A 4-bit Johnson ring counter passes blocks of four logic “0” and then four logic “1” thereby producing an 8-bit pattern. As the inverted output Q is connected to the input D this 8-bit pattern continually repeats. For example, “1000”, “1100”, “1110”, “1111”, “0111”, “0011”, “0001”, “0000” and this is demonstrated in the following table below.
Truth Table for a 4-bit Johnson Ring Counter
|Clock Pulse No||FFA||FFB||FFC||FFD|
As well as counting or rotating data around a continuous loop, ring counters can also be used to detect or recognise various patterns or number values within a set of data. By connecting simple logic gates such as the AND or the OR gates to the outputs of the flip-flops the circuit can be made to detect a set number or value.

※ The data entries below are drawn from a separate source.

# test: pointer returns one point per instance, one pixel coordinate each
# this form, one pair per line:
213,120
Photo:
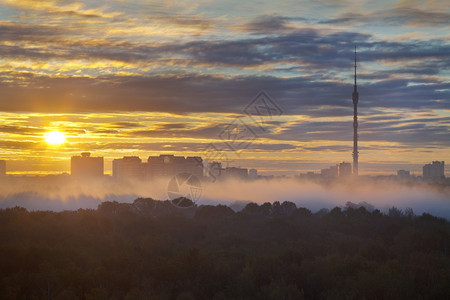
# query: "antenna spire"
355,98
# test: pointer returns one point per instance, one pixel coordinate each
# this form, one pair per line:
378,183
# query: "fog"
61,193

Standard 2, 3 or 4-stage Johnson Ring Counters can also be used to divide the frequency of the clock signal by varying their feedback connections and divide-by-3 or divide-by-5 outputs are also available.
For example, a 3-stage Johnson Ring Counter could be used as a 3-phase, 120 degree phase shift square wave generator by connecting to the data outputs at A, B and NOT-B.

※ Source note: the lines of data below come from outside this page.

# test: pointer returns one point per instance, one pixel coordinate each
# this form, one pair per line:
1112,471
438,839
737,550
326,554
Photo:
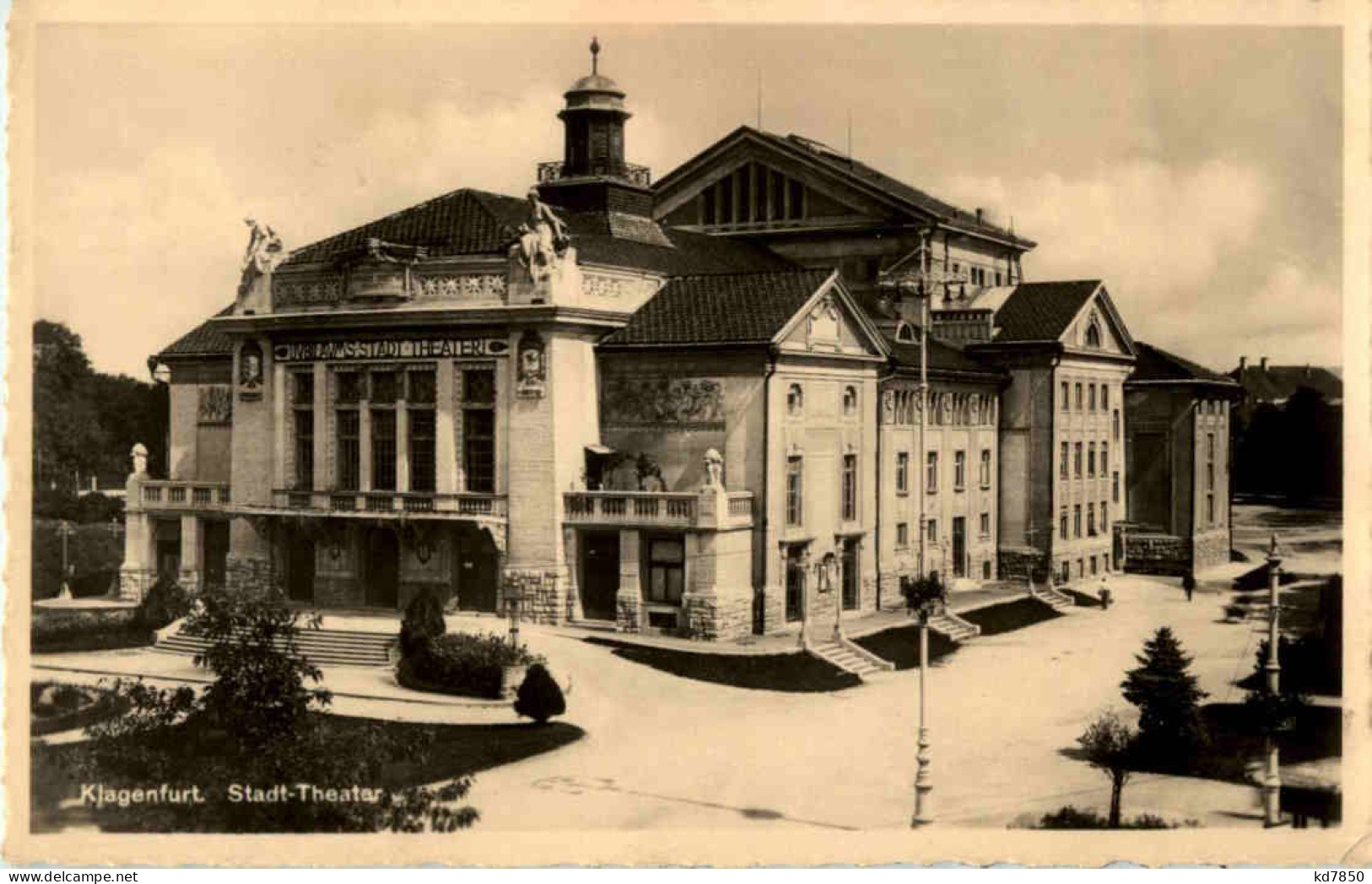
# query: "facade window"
303,408
849,401
347,421
665,570
794,491
479,429
849,489
419,404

The standard 5-stage Johnson counter such as the commonly available CD4017 is generally used as a synchronous decade counter/divider circuit.
Other combinations such as the smaller 2-stage circuit which is also called a “Quadrature” (sine/cosine) Oscillator or Generator can be used to produce four individual outputs that are each 90 degrees “out-of-phase” with respect to each other to produce a 4-phase timing signal as shown below.
2-bit Quadrature Generator
|2-bit Quadrature Oscillator, Count Sequence|
As the four outputs, A to D are phase shifted by 90 degrees with regards to each other, they can be used with additional circuitry, to drive a 2-phase full-step stepper motor for position control or the ability to rotate a motor to a particular location as shown below.
Stepper Motor Control
2-phase (unipolar) Full-Step Stepper Motor Circuit
The speed of rotation of the Stepper Motor will depend mainly upon the clock frequency and additional circuitry would be require to drive the “power” requirements of the motor. As this section is only intended to give the reader a basic understanding of Johnson Ring Counters and its applications, other good websites explain in more detail the types and drive requirements of stepper motors.
Johnson Ring Counters are available in standard TTL or CMOS IC form, such as the CD4017 5-Stage, decade Johnson ring counter with 10 active HIGH decoded outputs or the CD4022 4-stage, divide-by-8 Johnson counter with 8 active HIGH decoded outputs.